Joaquín García-Huidobro

Tajamar Editores

Santiago, 2024

204 págs.

En medio de un cristianismo tan aporreado, García Huidobro escribe este libro breve, pero hondamente reflexivo, en la vena de los escritos en defensa de la fe que han hecho memorables a autores como Chesterton, un autor de cabe cera en este caso. El primer capítulo se esfuerza en desmentir la acusación que pende sobre la religión como enemiga de la ciencia en un sentido que recuerda la frase de Niklas Luhmann: no ha sido tanto la religión la que ha tenido dificultades con la ciencia, sino la ciencia la que aborrece la religión. El pensamiento cristiano ha contribuido con la ciencia (aunque no la ha fundado propiamente) al reconocer la inteligibilidad de la naturaleza como obra de un plan divino, algo que debemos a la metafísica de la creación de los grandes autores cristianos del siglo XIII que recogieron la herencia de Aristóteles (a la sazón taponada durante un milenio por la influencia platónica, esta sí alejada de toda curiosidad científica). Otra cosa es la pretensión positivista del siglo XIX (que todavía algunos repiten hasta hoy) de convertir a la ciencia en la única fuente de la verdad: la religión ha ayudado eficazmente a comprender los límites de la verdad científica (sin desmerecerla como hacen los filósofos de la crítica de la razón) y a recordar que un montón de preguntas, que incluyen algunas de las más esenciales para la vida humana, no se responden con el método científico. La religión ha puesto en su lugar a la ciencia, tanto como la ciencia a la religión que hace mucho tiempo ya ha dejado de inmiscuirse en cosas que reclaman el conocimiento positivo.

El segundo capítulo es un llamado vehemente a recuperar la alegría de ser cristiano en el sentido que ha propuesto Evangelii gaudium del Papa Francisco. En el tercero se examina la problematicidad de la Iglesia católica como una característica estructural suya que la ha atravesado en todos los tiempos, y que proviene del requerimiento de anunciar el evangelio (quizás la más alta exigencia que se haya hecho al intelecto y la bondad humana) en medio de las cosas del mundo. ¿Cómo podría no meterse la Iglesia en problemas una y otra vez? No se trata de esquivar el bulto que aqueja actualmente a la Iglesia católica.

El capítulo cuarto adopta una posición justa y precisa respecto de la actual crisis de la iglesia presbiteral: justamente porque se trata de clericalismo, la crisis actual debe ser vista como una oportunidad para renovar y fortalecer el compromiso laical. La reforma del siglo XVI exigió la renovación a fondo del presbiterado, se salió de la crisis con un clero mejor preparado y más íntegro.

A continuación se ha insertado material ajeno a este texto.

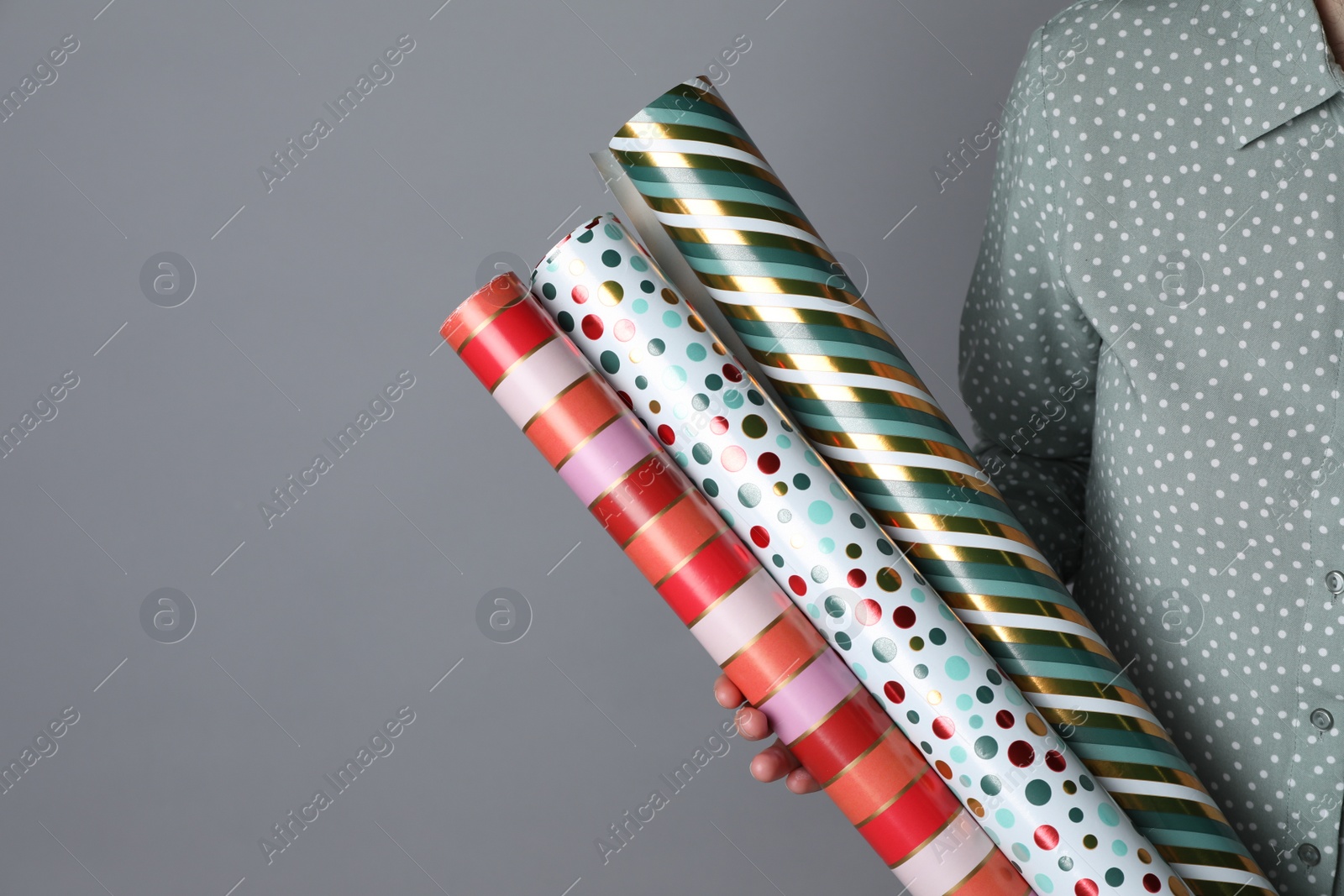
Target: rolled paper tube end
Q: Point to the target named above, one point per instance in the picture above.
(480, 307)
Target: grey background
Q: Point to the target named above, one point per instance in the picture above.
(312, 297)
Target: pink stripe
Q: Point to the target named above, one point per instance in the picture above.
(808, 698)
(601, 461)
(741, 617)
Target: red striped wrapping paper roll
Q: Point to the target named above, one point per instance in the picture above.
(732, 605)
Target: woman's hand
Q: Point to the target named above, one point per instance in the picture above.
(774, 762)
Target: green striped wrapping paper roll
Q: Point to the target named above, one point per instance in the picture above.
(862, 405)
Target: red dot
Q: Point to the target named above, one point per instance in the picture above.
(1021, 754)
(869, 611)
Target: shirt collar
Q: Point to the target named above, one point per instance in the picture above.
(1283, 63)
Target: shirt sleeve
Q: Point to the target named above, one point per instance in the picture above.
(1028, 355)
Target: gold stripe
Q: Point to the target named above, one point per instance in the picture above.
(690, 557)
(490, 320)
(515, 364)
(893, 801)
(853, 762)
(784, 683)
(932, 837)
(722, 598)
(656, 517)
(586, 439)
(824, 719)
(754, 638)
(555, 398)
(622, 479)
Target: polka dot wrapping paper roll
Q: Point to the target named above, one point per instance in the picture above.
(911, 653)
(732, 607)
(698, 187)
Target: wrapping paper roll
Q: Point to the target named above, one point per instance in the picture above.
(732, 607)
(707, 187)
(911, 652)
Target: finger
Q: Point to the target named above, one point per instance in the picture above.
(727, 694)
(773, 763)
(800, 781)
(753, 725)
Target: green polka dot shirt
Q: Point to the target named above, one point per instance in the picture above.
(1151, 354)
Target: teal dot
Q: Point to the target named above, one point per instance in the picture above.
(1038, 793)
(885, 649)
(820, 512)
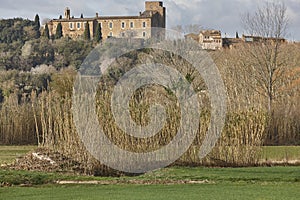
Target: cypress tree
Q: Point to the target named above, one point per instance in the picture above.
(37, 25)
(98, 36)
(87, 34)
(58, 33)
(46, 33)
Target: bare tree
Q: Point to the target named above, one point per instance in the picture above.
(269, 24)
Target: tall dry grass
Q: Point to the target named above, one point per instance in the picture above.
(48, 118)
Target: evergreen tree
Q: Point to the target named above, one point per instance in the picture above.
(58, 33)
(98, 36)
(46, 33)
(87, 34)
(37, 25)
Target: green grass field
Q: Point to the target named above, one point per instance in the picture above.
(281, 153)
(222, 183)
(219, 183)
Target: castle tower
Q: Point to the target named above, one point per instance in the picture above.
(158, 11)
(67, 13)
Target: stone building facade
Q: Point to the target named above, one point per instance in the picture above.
(208, 39)
(113, 26)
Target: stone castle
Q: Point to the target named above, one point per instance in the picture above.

Hoy en día se requieren imperiosamente laicos más conscientes de la responsabilidad que tienen con su propia Iglesia y más educados en la inteligencia de la fe (porque la participación laical desde la reforma tridentina fue demasiado devocional). Todo está dicho con sensatez y prudencia.

En la cuestión decisiva, es decir, en la relación de la Iglesia con el mundo, se adopta una posición equilibrada: la Iglesia no debe volcarse hacia el mundo para caer bien y evitar la enorme publicidad negativa que cae sobre ella, pero tampoco debe subirse al Arca para afrontar el diluvio y encerrarse tozudamente en ella misma. En ambos casos el riesgo es perder justamente su problematicidad, su relación viva con las cosas de un mundo que interpela continuamente el mensaje cristiano al tiempo que lo conserva en su originalidad y novedad fundamentales. La respuesta precisa se encuentra en algún lugar entre la innovación y la tradición, pero no en los extremos.

El libro se cierra con un capítulo dedicado a contestar algunos excesos del programa de descolonización que abunda en nuestras ciencias sociales y que coloca al cristianismo injustamente en contra de las culturas indígenas, y uno último dedicado a reestablecer el sentido del temor de Dios, un antiguo instinto religioso hoy en día casi extinto, pero que bien entendido, expresa la desproporción entre Dios y la creatura humana sin la cual desaparece el sentimiento y la inteligencia propiamente religiosa. Los católicos vivimos en un mundo que pierde su raíz cristiana, pues ya no se trata de anticlericalismo como en el siglo XIX, sino de secularización. Ya no es cuestión de defender la libertad y las prerrogativas de la Iglesia, sino de la religión y de la fe misma, algo que requiere de renovada inteligencia y valentía, ambas cosas que abundan en este libro ágil, fresco e incisivo.